Hari
demi hari Ni Sumi masih seperti itu, setiap harinya ia habiskan dengan duduk
pada kursi tua di beranda rumahnya. Wanita tua yang hampir seluruh rambutnya sudah memutih ini
tak hentinya menatap pintu pagar rumahnya. Sorotnya lelah menahan pilu. Wajah keriput
itu nampak lebih gelap. Kini ke dua matanya bak lahar yang siap tuk menyembur,
dan byurr.. menjadi bulir bulir yang deras mengalir.
Ni
Sumi tinggal di sebuah rumah tua yang sudah tak layak huni, lantainya yang retak
sering kali membuat telapak kaki Ni Sumi terluka, belum lagi jika hujan Ni sumi
pasti kerepotan menyimpan ember dan panci disana sini untuk menahan genangan
air dari atapnya yang bocor.
Dari
sudut sana terlihat bocah yang sedang membuat adonan donat, ia aduk semuanya
jadi satu; terigu, telur, gula dan bahan lainnya, ia nampak sangat lihai. Sesekali
ia alihkan pandangannya pada Ni Sumi yang sedang melamun. Sebenarnya sudah tak
aneh bagi Cecep, bocah berusia 12 tahun itu melihat tingkah wanita tua itu.
namun bukan itu yang ada dalam benaknya, ada kekhawatiran Ni Sumi pergi lagi dari
rumah, atau lebih tepatnya kabur dari rumah.

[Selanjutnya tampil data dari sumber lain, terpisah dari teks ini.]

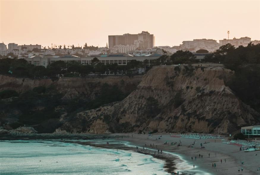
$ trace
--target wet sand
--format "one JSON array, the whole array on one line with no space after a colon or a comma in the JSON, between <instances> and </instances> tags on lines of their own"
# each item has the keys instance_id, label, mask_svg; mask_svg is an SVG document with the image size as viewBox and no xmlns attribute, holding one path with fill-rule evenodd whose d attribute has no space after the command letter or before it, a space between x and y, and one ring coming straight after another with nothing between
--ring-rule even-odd
<instances>
[{"instance_id":1,"label":"wet sand","mask_svg":"<svg viewBox=\"0 0 260 175\"><path fill-rule=\"evenodd\" d=\"M156 149L155 145L157 145L157 149L163 150L163 153L168 152L176 154L182 159L187 161L191 166L195 166L195 170L203 170L205 172L212 174L235 175L246 174L256 175L260 174L260 171L257 171L257 168L260 166L260 151L246 152L239 151L239 147L236 146L229 145L221 143L221 139L191 139L171 137L170 135L162 134L160 139L158 139L161 134L154 134L152 139L149 137L147 139L147 134L133 134L132 133L113 134L112 135L123 136L123 139L119 137L119 140L129 142L133 145L142 148L145 144L147 148ZM127 136L129 136L129 137ZM156 140L157 138L157 140ZM177 147L177 144L171 145L171 142L181 142L182 146ZM164 144L166 141L169 144ZM189 145L193 144L195 141L194 147L188 147ZM205 142L209 143L203 144ZM205 148L201 149L200 144L203 144ZM151 147L154 144L155 146ZM210 154L209 157L209 154ZM202 155L203 158L200 158L199 154ZM257 154L257 155L255 155ZM196 160L195 157L196 157ZM191 157L193 158L193 160ZM226 162L224 161L226 159ZM222 159L222 162L220 162ZM244 164L241 163L244 162ZM216 163L215 168L212 167L212 163ZM242 167L242 172L238 171L238 168L241 169ZM175 172L178 171L178 167Z\"/></svg>"}]
</instances>

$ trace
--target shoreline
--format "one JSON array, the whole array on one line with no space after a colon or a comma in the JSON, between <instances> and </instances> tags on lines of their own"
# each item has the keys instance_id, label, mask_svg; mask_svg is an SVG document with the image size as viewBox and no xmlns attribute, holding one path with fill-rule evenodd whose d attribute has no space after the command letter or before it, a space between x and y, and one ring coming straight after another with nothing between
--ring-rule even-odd
<instances>
[{"instance_id":1,"label":"shoreline","mask_svg":"<svg viewBox=\"0 0 260 175\"><path fill-rule=\"evenodd\" d=\"M132 135L133 136L132 137ZM159 136L162 136L160 139L158 139ZM128 136L129 137L127 137ZM140 134L132 133L120 133L106 134L21 134L18 135L7 134L4 135L0 135L0 140L29 140L33 139L53 140L61 139L59 141L67 141L66 140L75 140L73 142L82 144L82 143L80 141L77 142L77 140L88 140L86 142L88 142L88 145L97 147L101 147L100 145L95 144L95 140L103 139L106 141L114 139L119 141L123 141L127 142L130 144L130 145L122 146L113 144L108 147L106 144L101 146L106 148L116 149L114 146L117 147L121 147L121 149L124 148L131 149L132 151L136 152L136 147L137 146L140 149L142 149L143 146L145 147L145 144L147 146L147 149L153 150L156 149L155 145L157 145L158 149L163 151L163 155L160 155L158 157L150 154L149 155L157 158L166 161L166 165L164 168L166 169L166 171L168 173L174 172L176 173L179 170L178 165L175 164L176 161L176 156L174 159L169 159L168 157L174 157L174 155L179 157L180 159L183 160L187 165L191 167L190 168L186 170L179 170L182 173L189 173L196 174L204 174L208 173L216 175L225 174L226 175L239 175L247 174L248 175L257 175L260 174L260 171L257 171L257 168L260 166L260 152L256 151L245 152L242 151L239 151L239 147L235 145L230 145L221 143L221 139L191 139L171 137L169 134L157 134L152 135L152 138L149 138L147 139L147 134ZM92 140L90 141L89 140ZM182 146L178 147L177 145L171 145L171 142L179 143L181 140ZM165 144L166 141L169 143L169 144ZM189 145L195 143L193 147L189 147ZM203 144L203 146L205 147L204 149L201 148L200 144L206 142L206 144ZM92 142L92 144L91 143ZM151 147L151 144L154 147ZM125 147L127 147L126 148ZM131 148L132 147L132 148ZM146 148L146 147L145 148ZM118 149L120 149L120 148ZM158 149L156 149L157 150ZM126 149L127 150L127 149ZM140 153L146 154L145 152L140 152ZM163 154L163 153L166 154ZM209 157L208 154L210 154ZM199 157L199 154L203 155L203 158ZM164 157L165 155L167 155ZM192 157L193 160L192 160ZM195 160L195 158L196 157ZM220 162L220 160L222 159L222 163ZM226 162L224 161L226 160ZM244 162L245 163L242 165L241 162ZM212 168L212 163L216 163L216 166L215 168ZM194 165L195 168L193 169L193 166ZM241 169L243 167L244 171L242 172L238 171L239 168ZM192 167L192 168L191 168ZM169 170L169 171L167 170ZM205 174L201 174L199 172L204 172Z\"/></svg>"}]
</instances>

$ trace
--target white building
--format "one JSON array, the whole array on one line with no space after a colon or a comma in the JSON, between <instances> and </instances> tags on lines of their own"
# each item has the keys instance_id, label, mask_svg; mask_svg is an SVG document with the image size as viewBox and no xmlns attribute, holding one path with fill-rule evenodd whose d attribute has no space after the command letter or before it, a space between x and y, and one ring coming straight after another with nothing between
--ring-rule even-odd
<instances>
[{"instance_id":1,"label":"white building","mask_svg":"<svg viewBox=\"0 0 260 175\"><path fill-rule=\"evenodd\" d=\"M251 42L251 38L246 36L239 39L234 38L232 39L223 39L222 40L219 40L219 44L220 45L223 46L230 43L235 47L238 47L239 46L241 45L245 47L247 46Z\"/></svg>"},{"instance_id":2,"label":"white building","mask_svg":"<svg viewBox=\"0 0 260 175\"><path fill-rule=\"evenodd\" d=\"M7 48L6 47L6 45L3 43L0 43L0 52L1 51L4 51L6 50Z\"/></svg>"},{"instance_id":3,"label":"white building","mask_svg":"<svg viewBox=\"0 0 260 175\"><path fill-rule=\"evenodd\" d=\"M18 46L18 48L19 50L21 50L22 49L25 49L29 50L32 50L34 48L37 48L39 49L40 49L42 48L42 46L41 45L38 45L37 44L35 45L31 45L31 44L29 45L23 44L23 45Z\"/></svg>"},{"instance_id":4,"label":"white building","mask_svg":"<svg viewBox=\"0 0 260 175\"><path fill-rule=\"evenodd\" d=\"M126 53L135 50L137 47L136 45L132 44L126 45L119 45L115 46L110 49L110 52L113 53Z\"/></svg>"},{"instance_id":5,"label":"white building","mask_svg":"<svg viewBox=\"0 0 260 175\"><path fill-rule=\"evenodd\" d=\"M10 43L8 44L8 49L10 50L14 49L19 49L18 44L15 43Z\"/></svg>"},{"instance_id":6,"label":"white building","mask_svg":"<svg viewBox=\"0 0 260 175\"><path fill-rule=\"evenodd\" d=\"M206 49L209 52L214 52L219 48L220 45L215 40L204 39L184 41L180 46L181 50L183 50L195 51L200 49Z\"/></svg>"},{"instance_id":7,"label":"white building","mask_svg":"<svg viewBox=\"0 0 260 175\"><path fill-rule=\"evenodd\" d=\"M260 136L260 125L242 127L241 133L245 135Z\"/></svg>"}]
</instances>

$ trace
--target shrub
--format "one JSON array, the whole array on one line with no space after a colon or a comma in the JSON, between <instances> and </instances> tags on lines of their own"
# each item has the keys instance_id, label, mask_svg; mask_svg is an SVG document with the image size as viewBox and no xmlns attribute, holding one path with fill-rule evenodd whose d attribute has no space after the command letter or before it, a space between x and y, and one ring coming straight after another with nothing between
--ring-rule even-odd
<instances>
[{"instance_id":1,"label":"shrub","mask_svg":"<svg viewBox=\"0 0 260 175\"><path fill-rule=\"evenodd\" d=\"M46 91L46 88L44 86L38 86L33 89L32 91L38 94L44 93Z\"/></svg>"},{"instance_id":2,"label":"shrub","mask_svg":"<svg viewBox=\"0 0 260 175\"><path fill-rule=\"evenodd\" d=\"M8 98L13 97L18 97L18 93L13 90L5 90L0 92L0 99Z\"/></svg>"}]
</instances>

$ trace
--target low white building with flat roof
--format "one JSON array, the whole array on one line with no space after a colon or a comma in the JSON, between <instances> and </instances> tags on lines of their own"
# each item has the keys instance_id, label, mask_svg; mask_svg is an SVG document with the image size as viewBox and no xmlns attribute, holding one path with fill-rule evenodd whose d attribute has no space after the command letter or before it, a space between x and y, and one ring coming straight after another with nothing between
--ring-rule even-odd
<instances>
[{"instance_id":1,"label":"low white building with flat roof","mask_svg":"<svg viewBox=\"0 0 260 175\"><path fill-rule=\"evenodd\" d=\"M260 125L242 127L241 133L245 135L260 136Z\"/></svg>"}]
</instances>

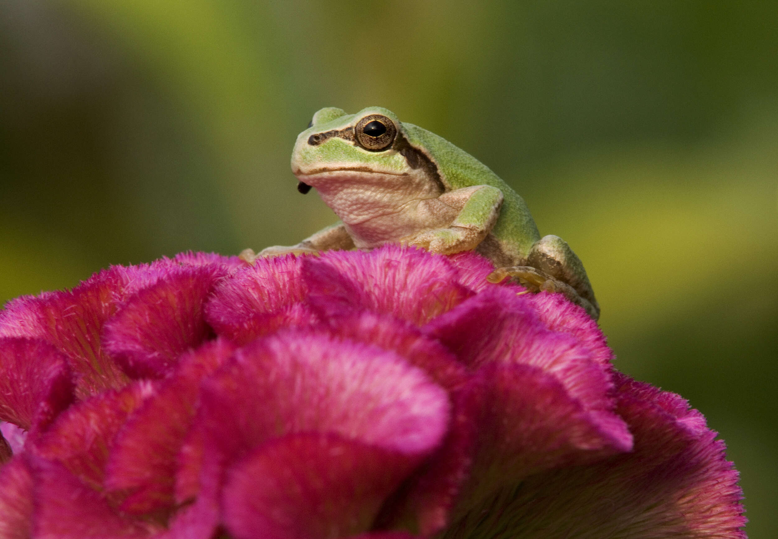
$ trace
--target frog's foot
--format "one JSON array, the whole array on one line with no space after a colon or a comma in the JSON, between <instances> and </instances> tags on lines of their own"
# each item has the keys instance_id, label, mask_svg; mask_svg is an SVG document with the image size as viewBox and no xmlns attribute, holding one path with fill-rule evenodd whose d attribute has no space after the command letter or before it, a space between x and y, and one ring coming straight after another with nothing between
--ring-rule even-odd
<instances>
[{"instance_id":1,"label":"frog's foot","mask_svg":"<svg viewBox=\"0 0 778 539\"><path fill-rule=\"evenodd\" d=\"M406 236L400 239L400 243L422 247L436 254L454 254L463 250L472 250L485 236L486 231L464 226L451 226Z\"/></svg>"},{"instance_id":2,"label":"frog's foot","mask_svg":"<svg viewBox=\"0 0 778 539\"><path fill-rule=\"evenodd\" d=\"M264 258L265 257L282 257L285 254L318 254L319 252L317 249L310 249L310 247L303 247L299 245L290 247L274 245L272 247L265 247L259 251L259 253L254 253L252 249L244 249L240 251L240 254L238 255L238 258L244 260L253 265L258 258Z\"/></svg>"},{"instance_id":3,"label":"frog's foot","mask_svg":"<svg viewBox=\"0 0 778 539\"><path fill-rule=\"evenodd\" d=\"M589 316L594 320L600 317L600 306L596 302L592 303L586 298L582 297L574 288L566 282L552 277L531 266L498 268L486 277L486 280L489 282L498 283L501 282L506 277L513 278L531 292L548 292L552 293L558 292L564 294L565 297L569 301L584 307Z\"/></svg>"}]
</instances>

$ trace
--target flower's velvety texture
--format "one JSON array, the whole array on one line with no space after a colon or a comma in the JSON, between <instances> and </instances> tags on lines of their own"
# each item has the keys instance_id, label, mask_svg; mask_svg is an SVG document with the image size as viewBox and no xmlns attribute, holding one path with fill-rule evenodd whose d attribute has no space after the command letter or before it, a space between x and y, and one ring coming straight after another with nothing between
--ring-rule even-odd
<instances>
[{"instance_id":1,"label":"flower's velvety texture","mask_svg":"<svg viewBox=\"0 0 778 539\"><path fill-rule=\"evenodd\" d=\"M0 537L745 537L703 416L559 295L388 246L0 311Z\"/></svg>"}]
</instances>

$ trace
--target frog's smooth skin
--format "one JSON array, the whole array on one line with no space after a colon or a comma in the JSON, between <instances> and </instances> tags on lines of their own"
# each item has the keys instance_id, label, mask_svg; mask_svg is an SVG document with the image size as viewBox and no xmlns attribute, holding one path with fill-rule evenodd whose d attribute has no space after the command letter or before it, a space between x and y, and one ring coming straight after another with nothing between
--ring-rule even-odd
<instances>
[{"instance_id":1,"label":"frog's smooth skin","mask_svg":"<svg viewBox=\"0 0 778 539\"><path fill-rule=\"evenodd\" d=\"M475 250L498 268L492 282L512 276L562 292L599 317L578 257L561 238L541 238L521 197L475 158L387 109L321 109L297 137L292 171L300 192L315 188L341 222L259 256L392 242L442 254Z\"/></svg>"}]
</instances>

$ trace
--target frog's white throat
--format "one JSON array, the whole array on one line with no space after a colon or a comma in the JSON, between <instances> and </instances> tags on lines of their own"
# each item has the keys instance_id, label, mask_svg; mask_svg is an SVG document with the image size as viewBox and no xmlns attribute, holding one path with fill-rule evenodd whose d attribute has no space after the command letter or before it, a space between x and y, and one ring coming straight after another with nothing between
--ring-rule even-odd
<instances>
[{"instance_id":1,"label":"frog's white throat","mask_svg":"<svg viewBox=\"0 0 778 539\"><path fill-rule=\"evenodd\" d=\"M431 219L437 220L428 206L441 193L421 170L402 173L338 170L296 176L318 191L357 247L396 241L418 230L420 223L429 226Z\"/></svg>"}]
</instances>

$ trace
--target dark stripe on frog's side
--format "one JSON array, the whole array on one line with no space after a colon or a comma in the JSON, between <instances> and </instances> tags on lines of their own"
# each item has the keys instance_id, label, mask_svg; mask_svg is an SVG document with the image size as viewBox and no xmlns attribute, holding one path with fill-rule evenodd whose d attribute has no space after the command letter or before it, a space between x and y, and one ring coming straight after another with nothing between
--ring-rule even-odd
<instances>
[{"instance_id":1,"label":"dark stripe on frog's side","mask_svg":"<svg viewBox=\"0 0 778 539\"><path fill-rule=\"evenodd\" d=\"M401 131L398 131L391 147L392 149L398 152L401 156L405 158L408 166L412 169L414 170L423 169L427 177L432 178L435 184L437 185L441 194L446 192L446 184L440 179L440 173L438 172L437 165L422 150L411 145Z\"/></svg>"},{"instance_id":2,"label":"dark stripe on frog's side","mask_svg":"<svg viewBox=\"0 0 778 539\"><path fill-rule=\"evenodd\" d=\"M334 137L338 137L338 138L342 138L356 144L356 141L354 139L353 128L346 128L345 129L333 129L332 131L326 131L324 133L314 133L308 137L308 144L311 146L317 146L328 138L332 138Z\"/></svg>"},{"instance_id":3,"label":"dark stripe on frog's side","mask_svg":"<svg viewBox=\"0 0 778 539\"><path fill-rule=\"evenodd\" d=\"M333 129L332 131L327 131L324 133L315 133L308 137L308 144L311 146L317 146L323 143L324 141L335 137L347 140L356 146L359 145L359 143L356 142L356 138L354 136L353 128L346 128L345 129ZM446 185L443 183L443 180L440 179L440 173L438 172L437 165L436 165L429 156L422 150L411 145L411 143L408 142L408 138L405 138L405 135L402 134L401 131L398 132L397 136L394 138L394 142L392 143L391 148L405 157L405 160L408 162L408 166L414 170L417 169L423 169L427 176L432 178L433 181L435 182L435 184L437 185L441 194L446 192ZM369 168L363 169L361 167L340 170L356 170L357 172L373 172Z\"/></svg>"}]
</instances>

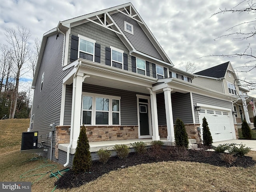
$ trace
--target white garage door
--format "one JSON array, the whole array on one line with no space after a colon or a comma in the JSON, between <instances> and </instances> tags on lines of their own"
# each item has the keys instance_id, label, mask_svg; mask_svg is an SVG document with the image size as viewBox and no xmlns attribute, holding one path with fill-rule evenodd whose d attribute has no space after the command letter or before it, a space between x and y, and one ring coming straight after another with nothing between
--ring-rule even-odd
<instances>
[{"instance_id":1,"label":"white garage door","mask_svg":"<svg viewBox=\"0 0 256 192\"><path fill-rule=\"evenodd\" d=\"M201 108L198 115L202 137L202 119L205 117L214 142L233 139L233 123L230 111Z\"/></svg>"}]
</instances>

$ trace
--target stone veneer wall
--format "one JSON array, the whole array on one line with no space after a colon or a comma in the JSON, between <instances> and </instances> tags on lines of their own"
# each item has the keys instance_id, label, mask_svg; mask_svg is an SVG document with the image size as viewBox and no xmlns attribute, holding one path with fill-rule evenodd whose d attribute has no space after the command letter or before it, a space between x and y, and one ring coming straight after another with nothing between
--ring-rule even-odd
<instances>
[{"instance_id":1,"label":"stone veneer wall","mask_svg":"<svg viewBox=\"0 0 256 192\"><path fill-rule=\"evenodd\" d=\"M197 130L198 127L200 126L200 124L184 124L186 131L188 133L188 139L195 139L196 142L201 142L200 132ZM175 125L174 125L174 127ZM166 125L158 126L159 136L160 138L166 138L167 137L167 127Z\"/></svg>"},{"instance_id":2,"label":"stone veneer wall","mask_svg":"<svg viewBox=\"0 0 256 192\"><path fill-rule=\"evenodd\" d=\"M89 142L138 138L138 126L86 126Z\"/></svg>"},{"instance_id":3,"label":"stone veneer wall","mask_svg":"<svg viewBox=\"0 0 256 192\"><path fill-rule=\"evenodd\" d=\"M70 132L69 131L70 126L56 126L55 132L55 152L54 155L57 159L59 158L59 149L58 146L59 144L69 143L70 138Z\"/></svg>"}]
</instances>

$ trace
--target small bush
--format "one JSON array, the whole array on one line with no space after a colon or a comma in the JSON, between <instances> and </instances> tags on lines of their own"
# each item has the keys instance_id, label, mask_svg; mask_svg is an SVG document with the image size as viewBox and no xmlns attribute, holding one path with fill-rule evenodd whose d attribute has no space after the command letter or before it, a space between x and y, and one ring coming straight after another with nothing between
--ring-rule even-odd
<instances>
[{"instance_id":1,"label":"small bush","mask_svg":"<svg viewBox=\"0 0 256 192\"><path fill-rule=\"evenodd\" d=\"M226 163L231 165L236 161L236 157L235 156L234 154L224 153L220 154L220 159Z\"/></svg>"},{"instance_id":2,"label":"small bush","mask_svg":"<svg viewBox=\"0 0 256 192\"><path fill-rule=\"evenodd\" d=\"M203 143L204 145L210 146L212 144L212 137L210 128L208 126L208 123L205 117L203 118Z\"/></svg>"},{"instance_id":3,"label":"small bush","mask_svg":"<svg viewBox=\"0 0 256 192\"><path fill-rule=\"evenodd\" d=\"M92 164L90 145L86 130L83 126L77 141L77 146L73 160L73 170L76 173L88 172Z\"/></svg>"},{"instance_id":4,"label":"small bush","mask_svg":"<svg viewBox=\"0 0 256 192\"><path fill-rule=\"evenodd\" d=\"M184 146L176 146L173 154L180 158L184 158L188 156L188 151Z\"/></svg>"},{"instance_id":5,"label":"small bush","mask_svg":"<svg viewBox=\"0 0 256 192\"><path fill-rule=\"evenodd\" d=\"M123 159L128 156L130 152L130 149L127 145L124 144L116 144L113 148L116 152L117 156L119 158Z\"/></svg>"},{"instance_id":6,"label":"small bush","mask_svg":"<svg viewBox=\"0 0 256 192\"><path fill-rule=\"evenodd\" d=\"M143 141L135 142L130 144L134 148L135 152L138 154L144 154L147 151L146 145Z\"/></svg>"},{"instance_id":7,"label":"small bush","mask_svg":"<svg viewBox=\"0 0 256 192\"><path fill-rule=\"evenodd\" d=\"M153 156L156 156L162 152L164 142L160 140L152 141L150 142L150 153Z\"/></svg>"},{"instance_id":8,"label":"small bush","mask_svg":"<svg viewBox=\"0 0 256 192\"><path fill-rule=\"evenodd\" d=\"M176 145L180 147L188 148L188 138L185 126L181 120L177 118L175 122L174 137Z\"/></svg>"},{"instance_id":9,"label":"small bush","mask_svg":"<svg viewBox=\"0 0 256 192\"><path fill-rule=\"evenodd\" d=\"M102 163L106 163L109 159L111 155L111 152L106 148L101 148L97 152L99 156L99 161Z\"/></svg>"},{"instance_id":10,"label":"small bush","mask_svg":"<svg viewBox=\"0 0 256 192\"><path fill-rule=\"evenodd\" d=\"M243 137L246 139L252 138L252 130L245 119L242 124L241 129Z\"/></svg>"},{"instance_id":11,"label":"small bush","mask_svg":"<svg viewBox=\"0 0 256 192\"><path fill-rule=\"evenodd\" d=\"M242 144L236 144L235 143L232 143L230 144L230 148L228 150L228 152L232 154L234 154L236 156L243 156L244 155L248 154L250 152L251 148L249 147L245 147L245 145ZM236 146L237 145L240 146L238 148Z\"/></svg>"},{"instance_id":12,"label":"small bush","mask_svg":"<svg viewBox=\"0 0 256 192\"><path fill-rule=\"evenodd\" d=\"M224 143L224 144L220 144L216 147L212 146L212 148L215 151L218 153L224 153L226 150L228 150L230 148L229 144Z\"/></svg>"}]
</instances>

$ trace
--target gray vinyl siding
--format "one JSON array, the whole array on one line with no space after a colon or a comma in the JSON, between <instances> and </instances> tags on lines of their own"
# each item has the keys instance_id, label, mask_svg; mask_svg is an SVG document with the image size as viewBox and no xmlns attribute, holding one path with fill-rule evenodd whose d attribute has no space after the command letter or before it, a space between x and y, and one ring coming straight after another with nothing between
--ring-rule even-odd
<instances>
[{"instance_id":1,"label":"gray vinyl siding","mask_svg":"<svg viewBox=\"0 0 256 192\"><path fill-rule=\"evenodd\" d=\"M100 44L100 63L105 64L105 48L112 46L124 51L128 55L128 70L132 71L132 58L126 47L116 33L91 22L87 22L71 28L70 35L68 61L70 60L71 35L78 34L96 41Z\"/></svg>"},{"instance_id":2,"label":"gray vinyl siding","mask_svg":"<svg viewBox=\"0 0 256 192\"><path fill-rule=\"evenodd\" d=\"M121 125L138 125L136 94L146 95L125 90L83 84L82 91L121 97Z\"/></svg>"},{"instance_id":3,"label":"gray vinyl siding","mask_svg":"<svg viewBox=\"0 0 256 192\"><path fill-rule=\"evenodd\" d=\"M70 125L71 122L71 108L72 106L72 85L66 85L65 97L64 125Z\"/></svg>"},{"instance_id":4,"label":"gray vinyl siding","mask_svg":"<svg viewBox=\"0 0 256 192\"><path fill-rule=\"evenodd\" d=\"M181 119L185 124L193 123L190 94L174 93L172 94L171 98L174 124L177 118ZM158 124L166 125L166 120L164 93L158 94L156 96L156 99Z\"/></svg>"},{"instance_id":5,"label":"gray vinyl siding","mask_svg":"<svg viewBox=\"0 0 256 192\"><path fill-rule=\"evenodd\" d=\"M111 15L111 17L136 50L164 60L137 21L120 12ZM124 21L133 25L133 34L124 31Z\"/></svg>"},{"instance_id":6,"label":"gray vinyl siding","mask_svg":"<svg viewBox=\"0 0 256 192\"><path fill-rule=\"evenodd\" d=\"M230 110L233 109L232 103L231 101L225 101L224 100L201 95L195 93L192 93L192 95L194 106L196 105L196 103L199 103L202 104L227 108ZM194 110L194 112L195 113L196 123L199 123L198 112L196 111L196 110ZM235 123L235 121L234 116L232 116L233 122Z\"/></svg>"},{"instance_id":7,"label":"gray vinyl siding","mask_svg":"<svg viewBox=\"0 0 256 192\"><path fill-rule=\"evenodd\" d=\"M38 143L45 142L50 146L49 125L60 124L62 80L72 68L62 71L62 61L64 36L59 34L48 37L45 46L34 92L32 114L34 114L33 131L38 132ZM44 72L43 88L41 88L42 75ZM55 134L54 135L55 146Z\"/></svg>"}]
</instances>

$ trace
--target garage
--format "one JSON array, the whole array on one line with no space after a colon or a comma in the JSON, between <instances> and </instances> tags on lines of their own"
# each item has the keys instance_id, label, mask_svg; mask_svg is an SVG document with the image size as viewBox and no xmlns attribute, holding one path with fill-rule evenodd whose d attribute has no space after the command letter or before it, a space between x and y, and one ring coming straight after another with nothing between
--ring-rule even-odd
<instances>
[{"instance_id":1,"label":"garage","mask_svg":"<svg viewBox=\"0 0 256 192\"><path fill-rule=\"evenodd\" d=\"M201 107L198 116L202 137L202 119L205 117L214 142L233 139L235 133L231 113L230 111Z\"/></svg>"}]
</instances>

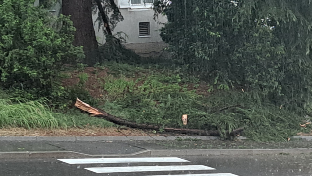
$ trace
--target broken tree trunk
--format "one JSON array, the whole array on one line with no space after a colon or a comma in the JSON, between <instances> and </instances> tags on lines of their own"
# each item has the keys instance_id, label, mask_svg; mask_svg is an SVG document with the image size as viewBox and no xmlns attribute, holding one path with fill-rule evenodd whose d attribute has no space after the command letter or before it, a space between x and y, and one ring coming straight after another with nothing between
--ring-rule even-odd
<instances>
[{"instance_id":1,"label":"broken tree trunk","mask_svg":"<svg viewBox=\"0 0 312 176\"><path fill-rule=\"evenodd\" d=\"M78 98L76 100L75 106L78 109L88 112L90 115L91 116L103 119L118 125L125 126L131 128L142 130L159 130L160 129L160 128L158 126L148 125L144 124L137 124L135 122L130 122L120 117L116 117L107 113L104 110L92 107L88 104L81 101ZM241 132L242 130L241 130L241 129L240 129L238 130ZM164 128L162 130L166 132L169 133L175 133L203 136L220 136L220 133L216 130L203 130L193 129L173 128L167 127Z\"/></svg>"}]
</instances>

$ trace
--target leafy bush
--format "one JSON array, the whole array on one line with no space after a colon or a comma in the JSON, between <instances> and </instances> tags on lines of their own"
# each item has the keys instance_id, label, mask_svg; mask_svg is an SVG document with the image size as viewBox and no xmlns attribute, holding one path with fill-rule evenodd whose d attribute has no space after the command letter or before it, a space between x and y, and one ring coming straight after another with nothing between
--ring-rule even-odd
<instances>
[{"instance_id":1,"label":"leafy bush","mask_svg":"<svg viewBox=\"0 0 312 176\"><path fill-rule=\"evenodd\" d=\"M189 71L257 91L279 106L310 108L310 2L166 1L154 5L169 21L161 35Z\"/></svg>"},{"instance_id":2,"label":"leafy bush","mask_svg":"<svg viewBox=\"0 0 312 176\"><path fill-rule=\"evenodd\" d=\"M32 99L51 95L62 64L84 56L72 44L75 29L69 17L33 5L0 0L0 83Z\"/></svg>"}]
</instances>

Tepat seminggu yang lalu, dini
hari sekali, Ni Sumi sudah tak ada di kamarnya. Rumah mereka takan cukup untuk
menyembunyikan sosoknya, satu arah mata saja sudah tampak seisi rumah.
Ni
Sumi pergi untuk mencari anak yang tak tau diri itu, begitulah sebutan warga
kampung untuk Bambang anak Ni Sumi itu,
padahal dari kecil Ni Sumi sangat memanjakan anak semata wayangnya itu.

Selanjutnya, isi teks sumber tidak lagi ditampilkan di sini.